No estudo de Hibberd e Loeb, a Zond 1 surge como a candidata mais provável porque sua trajetória reconstruída combina com pontos importantes da órbita atual do 2025 PN7. A proposta é que o objeto seja ou a própria sonda ou o Blok-L upper stage, o estágio superior que a impulsionou para fora da Terra.
A hipótese ganha força porque a missão se perdeu justamente antes de cumprir o objetivo original. Se a nave deixou de seguir o plano ideal de encontro com Vênus e permaneceu em uma órbita solar de longo prazo, ela poderia ter retornado à vizinhança da Terra décadas depois, hoje disfarçada de quase-satélite.
As quatro coincidências que ligam o 2025 PN7 à missão soviética
O estudo destaca quatro evidências principais. A primeira é que o 2025 PN7 teve sua maior aproximação de Vênus em julho de 1964, justamente no período em que a Zond 1 deveria ter chegado ao planeta. A segunda é que a evolução da sua longitude heliocêntrica ao longo do tempo acompanha de forma semelhante a trajetória reconstruída para a sonda soviética.
A terceira coincidência é temporal: o objeto passou a assumir seu comportamento de quase-satélite da Terra perto da época do lançamento da missão soviética. A quarta está na magnitude absoluta, usada como pista indireta de brilho e tamanho, que aparece como compatível com o que se esperaria de um artefato como a Zond 1 ou seu estágio superior.
Nenhum desses pontos, isoladamente, fecha a questão. Mas o trabalho sustenta que a combinação dos quatro torna a hipótese séria o suficiente para merecer verificação observacional direta, em vez de ser tratada apenas como curiosidade especulativa.

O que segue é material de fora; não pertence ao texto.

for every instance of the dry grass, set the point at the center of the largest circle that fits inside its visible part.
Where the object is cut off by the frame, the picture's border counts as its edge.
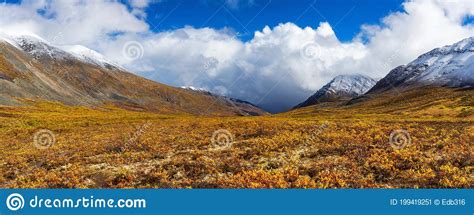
(333, 149)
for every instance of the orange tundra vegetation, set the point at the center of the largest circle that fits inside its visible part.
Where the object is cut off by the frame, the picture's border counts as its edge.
(313, 147)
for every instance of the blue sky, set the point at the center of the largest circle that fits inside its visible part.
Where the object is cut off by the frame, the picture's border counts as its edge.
(246, 17)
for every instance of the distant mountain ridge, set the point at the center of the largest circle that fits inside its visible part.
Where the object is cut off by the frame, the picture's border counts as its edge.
(33, 69)
(340, 88)
(449, 66)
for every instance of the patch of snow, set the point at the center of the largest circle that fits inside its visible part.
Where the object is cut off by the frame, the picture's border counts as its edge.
(88, 55)
(350, 84)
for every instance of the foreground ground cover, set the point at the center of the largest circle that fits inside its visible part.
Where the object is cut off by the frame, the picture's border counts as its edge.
(114, 148)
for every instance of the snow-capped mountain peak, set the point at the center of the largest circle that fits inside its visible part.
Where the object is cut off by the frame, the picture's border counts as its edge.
(88, 55)
(350, 84)
(341, 87)
(451, 66)
(40, 48)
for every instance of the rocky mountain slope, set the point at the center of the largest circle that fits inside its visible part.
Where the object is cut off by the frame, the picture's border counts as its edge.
(340, 88)
(450, 66)
(33, 69)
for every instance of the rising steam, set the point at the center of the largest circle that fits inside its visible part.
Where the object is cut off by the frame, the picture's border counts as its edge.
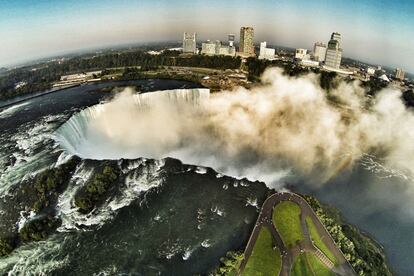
(262, 133)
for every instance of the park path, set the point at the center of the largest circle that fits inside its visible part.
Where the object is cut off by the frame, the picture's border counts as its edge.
(288, 255)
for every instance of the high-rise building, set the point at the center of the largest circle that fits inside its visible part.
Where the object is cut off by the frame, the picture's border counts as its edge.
(266, 53)
(301, 54)
(319, 52)
(334, 52)
(399, 74)
(246, 41)
(189, 43)
(231, 40)
(208, 48)
(217, 48)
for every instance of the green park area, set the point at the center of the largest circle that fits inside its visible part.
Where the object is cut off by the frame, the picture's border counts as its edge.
(316, 238)
(286, 218)
(265, 258)
(307, 264)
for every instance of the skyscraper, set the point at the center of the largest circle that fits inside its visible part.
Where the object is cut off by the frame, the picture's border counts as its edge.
(231, 40)
(246, 41)
(266, 53)
(189, 43)
(334, 52)
(399, 74)
(319, 51)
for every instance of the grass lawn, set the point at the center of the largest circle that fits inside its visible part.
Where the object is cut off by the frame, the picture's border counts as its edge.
(307, 264)
(318, 241)
(264, 260)
(286, 218)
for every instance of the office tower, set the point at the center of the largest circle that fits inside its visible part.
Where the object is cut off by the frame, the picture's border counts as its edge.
(334, 52)
(319, 52)
(301, 53)
(189, 43)
(246, 41)
(266, 53)
(218, 46)
(208, 48)
(399, 74)
(231, 40)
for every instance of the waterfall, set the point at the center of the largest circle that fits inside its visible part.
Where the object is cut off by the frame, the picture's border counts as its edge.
(92, 133)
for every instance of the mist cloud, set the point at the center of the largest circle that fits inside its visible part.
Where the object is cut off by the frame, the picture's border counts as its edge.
(264, 133)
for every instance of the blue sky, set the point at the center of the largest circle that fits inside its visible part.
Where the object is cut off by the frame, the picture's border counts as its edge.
(380, 32)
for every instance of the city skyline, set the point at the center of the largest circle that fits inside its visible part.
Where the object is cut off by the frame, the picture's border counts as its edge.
(377, 32)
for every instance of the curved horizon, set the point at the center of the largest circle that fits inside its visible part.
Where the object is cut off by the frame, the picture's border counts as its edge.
(376, 32)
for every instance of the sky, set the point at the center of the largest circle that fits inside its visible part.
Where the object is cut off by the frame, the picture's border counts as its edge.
(378, 32)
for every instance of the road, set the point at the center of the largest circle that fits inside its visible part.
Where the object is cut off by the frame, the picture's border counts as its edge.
(290, 254)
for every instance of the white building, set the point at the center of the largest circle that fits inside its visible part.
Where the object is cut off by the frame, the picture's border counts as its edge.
(266, 53)
(216, 48)
(208, 48)
(399, 74)
(334, 52)
(302, 54)
(189, 43)
(371, 71)
(319, 52)
(309, 63)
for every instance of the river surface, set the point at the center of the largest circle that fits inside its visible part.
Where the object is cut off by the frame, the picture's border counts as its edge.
(180, 224)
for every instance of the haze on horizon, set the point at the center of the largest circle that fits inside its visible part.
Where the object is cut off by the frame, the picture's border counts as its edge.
(378, 32)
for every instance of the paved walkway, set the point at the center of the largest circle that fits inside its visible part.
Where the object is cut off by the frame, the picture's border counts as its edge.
(289, 255)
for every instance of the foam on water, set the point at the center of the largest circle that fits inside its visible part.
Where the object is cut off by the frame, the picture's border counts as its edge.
(140, 176)
(7, 112)
(31, 149)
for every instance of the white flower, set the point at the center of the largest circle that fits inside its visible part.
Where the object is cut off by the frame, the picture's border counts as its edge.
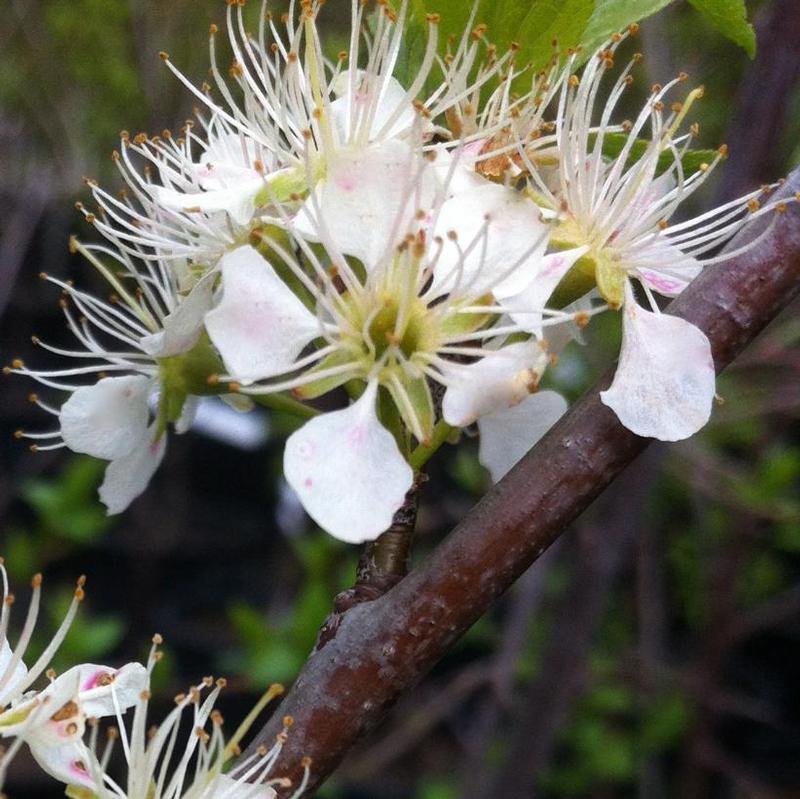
(52, 722)
(289, 123)
(181, 758)
(613, 227)
(507, 434)
(149, 340)
(15, 677)
(388, 331)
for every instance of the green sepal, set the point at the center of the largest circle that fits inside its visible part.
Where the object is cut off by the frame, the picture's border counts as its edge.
(285, 186)
(187, 374)
(390, 418)
(419, 395)
(610, 278)
(322, 386)
(578, 281)
(265, 239)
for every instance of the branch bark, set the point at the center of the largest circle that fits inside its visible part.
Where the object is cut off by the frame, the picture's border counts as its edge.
(382, 648)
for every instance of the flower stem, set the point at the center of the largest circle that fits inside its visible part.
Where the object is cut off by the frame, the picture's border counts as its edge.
(280, 402)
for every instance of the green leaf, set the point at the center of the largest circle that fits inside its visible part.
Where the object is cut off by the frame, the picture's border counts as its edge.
(67, 506)
(729, 17)
(612, 16)
(536, 25)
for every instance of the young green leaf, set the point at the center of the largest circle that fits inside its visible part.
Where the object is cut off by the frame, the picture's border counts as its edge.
(730, 18)
(612, 16)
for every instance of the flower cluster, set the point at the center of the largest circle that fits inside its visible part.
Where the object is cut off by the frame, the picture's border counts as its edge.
(424, 250)
(61, 726)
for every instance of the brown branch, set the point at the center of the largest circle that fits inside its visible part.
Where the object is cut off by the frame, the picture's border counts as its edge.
(382, 648)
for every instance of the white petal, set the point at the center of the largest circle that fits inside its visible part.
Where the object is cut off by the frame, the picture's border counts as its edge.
(525, 307)
(347, 470)
(349, 112)
(105, 691)
(500, 379)
(38, 727)
(106, 420)
(666, 269)
(239, 200)
(227, 160)
(664, 384)
(507, 435)
(259, 326)
(182, 327)
(367, 200)
(65, 763)
(501, 254)
(459, 176)
(17, 678)
(127, 477)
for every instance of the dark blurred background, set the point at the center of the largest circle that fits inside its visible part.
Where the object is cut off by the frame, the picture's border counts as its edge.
(653, 652)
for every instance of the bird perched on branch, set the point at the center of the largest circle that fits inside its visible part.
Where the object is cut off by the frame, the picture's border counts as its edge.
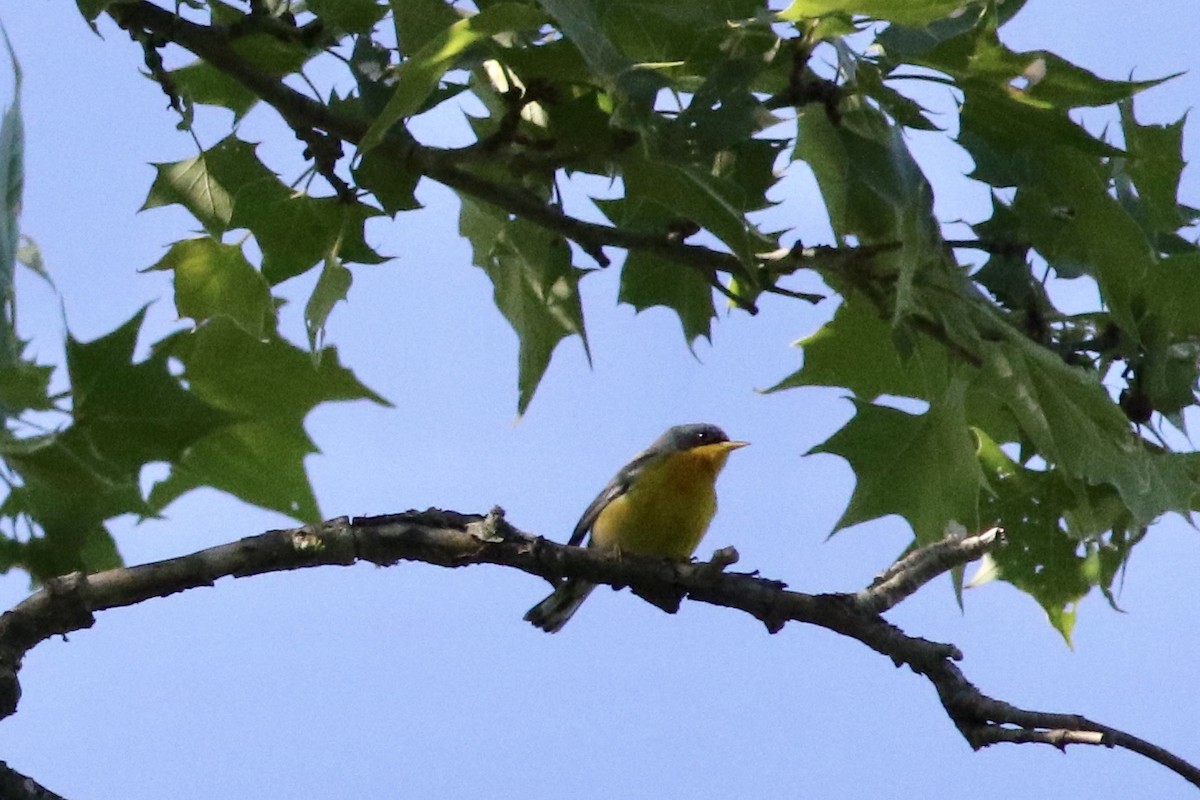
(659, 504)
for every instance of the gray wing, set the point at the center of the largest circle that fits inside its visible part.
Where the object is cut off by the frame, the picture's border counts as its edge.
(616, 487)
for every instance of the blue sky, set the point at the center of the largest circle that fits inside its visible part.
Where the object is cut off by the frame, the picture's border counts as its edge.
(420, 681)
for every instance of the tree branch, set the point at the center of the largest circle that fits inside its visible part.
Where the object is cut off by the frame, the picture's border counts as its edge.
(15, 786)
(450, 539)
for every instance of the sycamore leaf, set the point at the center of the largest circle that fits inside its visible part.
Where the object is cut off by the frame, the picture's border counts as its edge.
(213, 280)
(535, 287)
(921, 467)
(420, 74)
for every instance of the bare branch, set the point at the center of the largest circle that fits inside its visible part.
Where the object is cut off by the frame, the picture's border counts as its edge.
(450, 539)
(922, 565)
(15, 786)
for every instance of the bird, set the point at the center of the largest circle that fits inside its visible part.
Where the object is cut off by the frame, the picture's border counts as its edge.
(659, 504)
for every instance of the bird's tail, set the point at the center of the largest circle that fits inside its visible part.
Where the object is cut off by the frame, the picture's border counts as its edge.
(552, 613)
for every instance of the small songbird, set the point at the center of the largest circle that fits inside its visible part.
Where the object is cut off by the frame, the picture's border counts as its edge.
(659, 504)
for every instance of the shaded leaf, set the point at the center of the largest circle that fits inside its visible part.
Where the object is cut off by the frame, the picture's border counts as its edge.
(331, 288)
(418, 22)
(647, 281)
(911, 12)
(216, 280)
(535, 287)
(258, 462)
(348, 16)
(921, 467)
(203, 83)
(132, 413)
(419, 76)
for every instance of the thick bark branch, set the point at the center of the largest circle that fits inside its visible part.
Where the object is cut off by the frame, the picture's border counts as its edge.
(15, 786)
(451, 539)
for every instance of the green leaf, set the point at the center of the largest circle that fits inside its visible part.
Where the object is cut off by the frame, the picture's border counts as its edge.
(133, 413)
(1039, 557)
(203, 83)
(94, 8)
(660, 190)
(297, 232)
(1005, 137)
(271, 385)
(857, 350)
(648, 281)
(24, 386)
(208, 184)
(420, 74)
(12, 182)
(921, 467)
(391, 182)
(348, 16)
(910, 12)
(213, 280)
(616, 70)
(871, 185)
(249, 377)
(978, 59)
(331, 288)
(66, 485)
(418, 22)
(88, 548)
(1155, 167)
(1074, 425)
(535, 287)
(258, 462)
(1071, 218)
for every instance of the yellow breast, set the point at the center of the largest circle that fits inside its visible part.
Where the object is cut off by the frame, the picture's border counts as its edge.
(667, 509)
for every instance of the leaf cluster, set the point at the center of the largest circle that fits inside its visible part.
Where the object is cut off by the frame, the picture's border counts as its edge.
(979, 400)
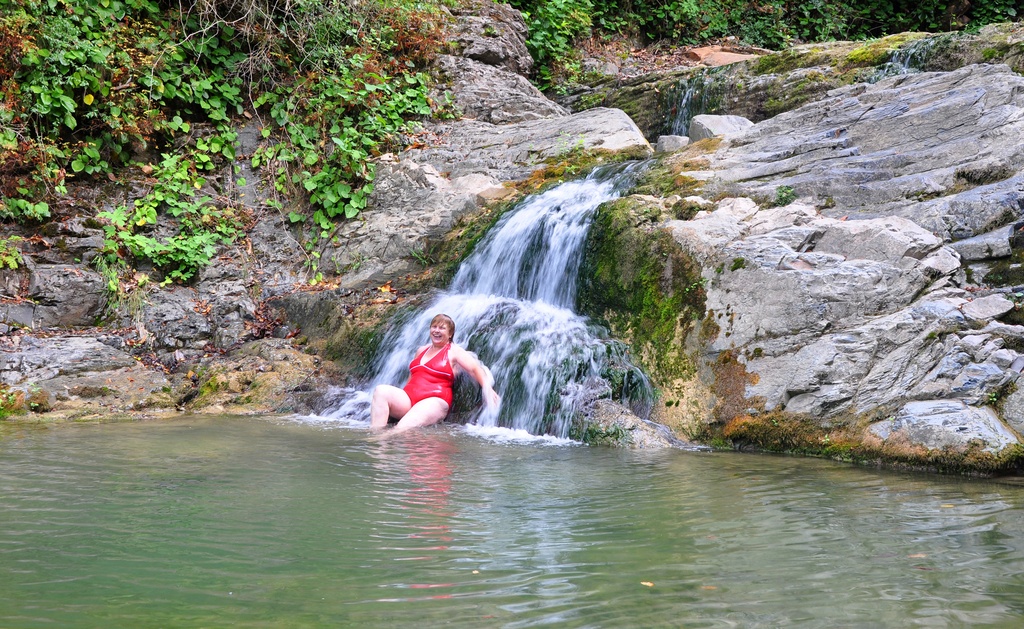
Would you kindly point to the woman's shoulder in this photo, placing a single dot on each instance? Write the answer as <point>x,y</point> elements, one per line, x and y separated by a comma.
<point>457,351</point>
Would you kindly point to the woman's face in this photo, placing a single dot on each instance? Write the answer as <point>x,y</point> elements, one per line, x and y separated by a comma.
<point>439,333</point>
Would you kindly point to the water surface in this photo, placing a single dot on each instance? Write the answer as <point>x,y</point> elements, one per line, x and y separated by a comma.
<point>272,522</point>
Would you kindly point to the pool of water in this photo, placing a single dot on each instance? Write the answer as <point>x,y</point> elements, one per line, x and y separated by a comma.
<point>204,521</point>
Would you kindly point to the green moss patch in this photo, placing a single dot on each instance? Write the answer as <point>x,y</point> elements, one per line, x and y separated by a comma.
<point>643,285</point>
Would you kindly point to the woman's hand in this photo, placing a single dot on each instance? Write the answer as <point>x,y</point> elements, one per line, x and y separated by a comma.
<point>478,371</point>
<point>491,396</point>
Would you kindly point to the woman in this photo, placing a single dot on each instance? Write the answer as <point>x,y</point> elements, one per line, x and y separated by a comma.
<point>426,399</point>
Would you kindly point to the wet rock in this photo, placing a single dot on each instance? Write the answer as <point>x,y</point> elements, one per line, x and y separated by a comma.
<point>670,143</point>
<point>54,296</point>
<point>704,126</point>
<point>494,34</point>
<point>942,423</point>
<point>612,424</point>
<point>492,94</point>
<point>80,375</point>
<point>986,308</point>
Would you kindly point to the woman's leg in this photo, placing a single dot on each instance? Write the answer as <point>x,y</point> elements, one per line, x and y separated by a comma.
<point>387,402</point>
<point>424,413</point>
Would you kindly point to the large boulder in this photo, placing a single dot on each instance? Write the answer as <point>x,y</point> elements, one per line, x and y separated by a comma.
<point>420,194</point>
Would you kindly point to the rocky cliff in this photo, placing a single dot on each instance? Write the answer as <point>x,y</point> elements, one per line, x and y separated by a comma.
<point>838,279</point>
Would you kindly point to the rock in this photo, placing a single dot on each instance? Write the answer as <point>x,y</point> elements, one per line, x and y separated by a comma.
<point>493,94</point>
<point>81,375</point>
<point>702,126</point>
<point>942,423</point>
<point>55,296</point>
<point>984,308</point>
<point>938,149</point>
<point>671,143</point>
<point>494,34</point>
<point>994,244</point>
<point>612,424</point>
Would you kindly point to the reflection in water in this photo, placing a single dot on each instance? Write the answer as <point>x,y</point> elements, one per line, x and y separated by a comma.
<point>416,514</point>
<point>243,522</point>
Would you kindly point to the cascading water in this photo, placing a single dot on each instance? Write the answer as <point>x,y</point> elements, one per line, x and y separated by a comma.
<point>908,59</point>
<point>513,301</point>
<point>694,98</point>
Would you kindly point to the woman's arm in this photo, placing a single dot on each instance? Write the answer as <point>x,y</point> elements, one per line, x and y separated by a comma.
<point>468,362</point>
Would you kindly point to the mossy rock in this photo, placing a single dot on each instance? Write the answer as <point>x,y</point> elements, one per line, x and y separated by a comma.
<point>647,290</point>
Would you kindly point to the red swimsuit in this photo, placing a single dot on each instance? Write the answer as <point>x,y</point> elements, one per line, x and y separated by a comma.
<point>433,379</point>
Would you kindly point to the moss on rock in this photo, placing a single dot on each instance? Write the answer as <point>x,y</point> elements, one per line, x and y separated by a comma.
<point>647,290</point>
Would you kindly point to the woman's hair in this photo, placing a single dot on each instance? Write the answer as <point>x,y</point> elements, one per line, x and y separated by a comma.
<point>448,322</point>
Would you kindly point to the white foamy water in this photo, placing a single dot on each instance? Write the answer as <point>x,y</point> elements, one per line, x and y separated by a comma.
<point>513,302</point>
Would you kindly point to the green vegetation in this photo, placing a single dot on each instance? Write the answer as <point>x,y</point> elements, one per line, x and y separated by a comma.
<point>643,285</point>
<point>771,24</point>
<point>10,255</point>
<point>96,89</point>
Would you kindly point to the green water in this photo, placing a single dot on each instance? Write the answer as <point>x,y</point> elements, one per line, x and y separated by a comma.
<point>259,522</point>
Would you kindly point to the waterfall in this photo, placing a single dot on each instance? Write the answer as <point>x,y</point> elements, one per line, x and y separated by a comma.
<point>908,59</point>
<point>694,98</point>
<point>513,302</point>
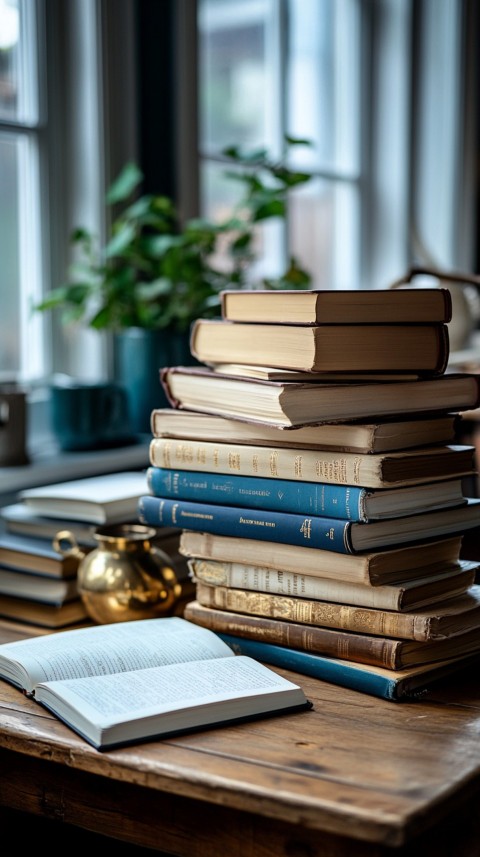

O teste que pode confirmar se o objeto é rocha natural ou tecnologia humana
A própria pesquisa aponta o caminho para resolver a dúvida: obter uma medição espectroscópica do 2025 PN7. Esse tipo de análise examina a luz refletida pelo objeto para identificar a composição de superfície.
Se o corpo for um asteroide natural, o espectro deve revelar assinatura típica de rochas e minerais. Se for uma peça de tecnologia humana, o espectro poderá mostrar materiais manufaturados, como metais e revestimentos artificiais, incompatíveis com um objeto natural do Sistema Solar.
Esse é o ponto decisivo do debate. Até que essa observação seja feita, a ideia de que o 2025 PN7 seja a Zond 1 continua sendo uma hipótese bem fundamentada, mas ainda não comprovada. O mistério só será resolvido quando a composição do objeto puder ser medida diretamente.